Kevin Grey below makes an analogy between the Ronald Johnson fragment and an
I Ching hexagram. I hadn’t seen it myself (being a bit slow) but do now, and Johnson certainly would have been aware of the
I Ching. I was more delighted by the ear, art, heart and hearth embedded within the poem. The six lines make a solid block, and there is something solid and reassuring about composite numbers. It is the primes that stand out like peculiar lone beacons.
It would be nice to find someone who teaches the internal of the
I Ching. I’m sure there is an internal aspect, but it has probably been lost. The problem with the internal is that it needs someone who knows to be able to take you there, not just to thrust you in but to give you support (hold you up) whilst you’re there. It cannot be done any other way. A transmission of energy. The world opens up, or opens in to a new and richer space. This is not the same as receiving instruction. The job of the good student is to prepare and ready themselves for these forays with their teacher into the internal. This requires the strength and purity of character that only the pain and grind of hours upon hours of solo practice can develop. In a sense the student has to be strong enough to support the teacher so the teacher can leap further into the flames of the internal. The teacher can then shower the student with some of this fire. This is the way of it. This is why a teacher of the internal teaches: he needs the company and stimulation of a well-trained and well-destined comrade to have access to areas he cannot venture into alone (or areas where
alone does not exist). He is as much a student as the student, just a little deeper in. This is why it is the internal and the investigation of the internal that keeps the work alive and vital.

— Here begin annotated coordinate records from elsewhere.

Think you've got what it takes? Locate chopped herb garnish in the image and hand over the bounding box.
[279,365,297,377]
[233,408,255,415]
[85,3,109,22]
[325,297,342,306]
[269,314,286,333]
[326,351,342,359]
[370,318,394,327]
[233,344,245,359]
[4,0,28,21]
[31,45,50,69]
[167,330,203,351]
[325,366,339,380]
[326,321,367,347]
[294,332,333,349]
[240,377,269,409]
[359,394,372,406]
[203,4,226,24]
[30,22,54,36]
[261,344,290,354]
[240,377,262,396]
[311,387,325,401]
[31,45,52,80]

Back in 1978, during the summer vacation I went to work in a tungsten mine in Portugal. The mine was accessed through a long adit cut into a mountain, and it was a good half hours walk down the low, sloping tunnel to reach the active stopes. I was assistant to a mine captain who was responsible for a group of about 10 young miners who were drilling and blasting. It was the mine captain’s job to say where to drill, how far to drill and then to load the holes with dynamite and blast. The tungsten was mineralised as wolframite in a quartz matrix that also contained iron and copper pyrites, zinc blende, mispickel, and a little galena, native copper and native silver. After the stope had been blasted and the dust had cleared we would venture in to investigate the newly exposed quartz vein. Within the vein were vugs: hollow cavities from the sides of which grew quartz crystals encrusted with small golden cubes of pyrite along with varying quantities of the other minerals. Illuminated by the light from our miner’s lamps they appeared as treasure troves, especially since the gleaming, pristine minerals would be constantly changing colour, going through iridescent hues of green, blue, yellow and red, as they began to tarnish. Some of the quartz crystals were bigger than me. These magical experiences were the closest analogies I have found to what it is like to venture into the internal with one’s teacher.